The run felt alright for the first couple of miles. It has got a lot warmer since I last ran back in mid-April when it was sporadically raining, in a reassuringly traditional way, so I started feeling the heat fairly quickly. However, I wasn't prepared for the tightness in the chest that followed shortly afterwards. I had to stop after 3 miles. Troubling. I should be able to complete a marathon, but if I can't do it at a decent pace, I'm not sure I'm that up for it. It's an undulating course in the Essex countryside, which means in mid-May it could be a climatically challenging run. I'd hoped to do one around the same time up in the Lake District, which would've been amazing, but it wasn't financially viable in the end. Anyway, I'm going to eat and sleep properly now and see if I improve this week.
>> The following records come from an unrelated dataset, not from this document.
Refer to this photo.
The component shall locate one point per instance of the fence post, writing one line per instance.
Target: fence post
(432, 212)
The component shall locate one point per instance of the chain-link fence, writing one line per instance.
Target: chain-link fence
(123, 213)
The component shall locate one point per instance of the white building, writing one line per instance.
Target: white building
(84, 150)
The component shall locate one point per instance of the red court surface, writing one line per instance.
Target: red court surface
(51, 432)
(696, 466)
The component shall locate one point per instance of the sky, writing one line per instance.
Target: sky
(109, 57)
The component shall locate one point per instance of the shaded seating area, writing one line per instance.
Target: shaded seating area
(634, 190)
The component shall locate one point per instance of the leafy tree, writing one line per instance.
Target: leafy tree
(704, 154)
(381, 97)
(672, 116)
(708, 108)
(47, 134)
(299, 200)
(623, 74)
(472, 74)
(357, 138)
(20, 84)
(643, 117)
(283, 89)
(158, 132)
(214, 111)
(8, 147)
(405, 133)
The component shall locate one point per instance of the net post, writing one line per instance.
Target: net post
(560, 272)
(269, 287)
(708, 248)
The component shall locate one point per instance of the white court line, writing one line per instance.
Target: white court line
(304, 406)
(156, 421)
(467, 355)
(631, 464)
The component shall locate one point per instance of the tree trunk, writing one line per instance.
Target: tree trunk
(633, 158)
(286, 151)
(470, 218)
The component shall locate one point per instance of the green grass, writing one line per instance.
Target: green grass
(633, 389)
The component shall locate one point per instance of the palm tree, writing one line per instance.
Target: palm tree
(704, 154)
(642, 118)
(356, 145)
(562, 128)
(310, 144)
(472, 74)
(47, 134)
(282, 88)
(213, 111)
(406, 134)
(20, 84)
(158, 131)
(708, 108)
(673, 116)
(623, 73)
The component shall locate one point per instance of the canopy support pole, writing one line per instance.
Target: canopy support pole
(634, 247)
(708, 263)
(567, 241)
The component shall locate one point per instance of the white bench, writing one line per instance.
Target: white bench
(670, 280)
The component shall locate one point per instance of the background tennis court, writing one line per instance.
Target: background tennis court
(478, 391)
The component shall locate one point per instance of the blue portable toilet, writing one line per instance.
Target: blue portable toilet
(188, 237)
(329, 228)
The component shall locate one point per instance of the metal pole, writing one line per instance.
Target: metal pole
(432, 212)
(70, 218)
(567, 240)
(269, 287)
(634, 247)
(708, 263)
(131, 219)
During the course of the run, someone moved out of the way and said "Sorry", having done nothing to apologise for. Pointless politeness. Well, not really. I actually do this all the time, and I know I've nothing to apologise for, and I then wait for my apology to be acknowledged as unnecessary. I get slightly annoyed when it's not acknowledged. Obviously this is ludicrous. I don't know if it's a British thing, or just a mentally ill thing, but I like it. I especially like it when other people do it, because I feel a kinship with these crazy people. I'm not sure I like the idea of a world where everyone is watching what they say and do and thinking about other people all the time, but it's comforting that there are a few people out who still consider trivialities like this important. Humanity lives? Or something? Because people are saying 'sorry'? I'll shut up now.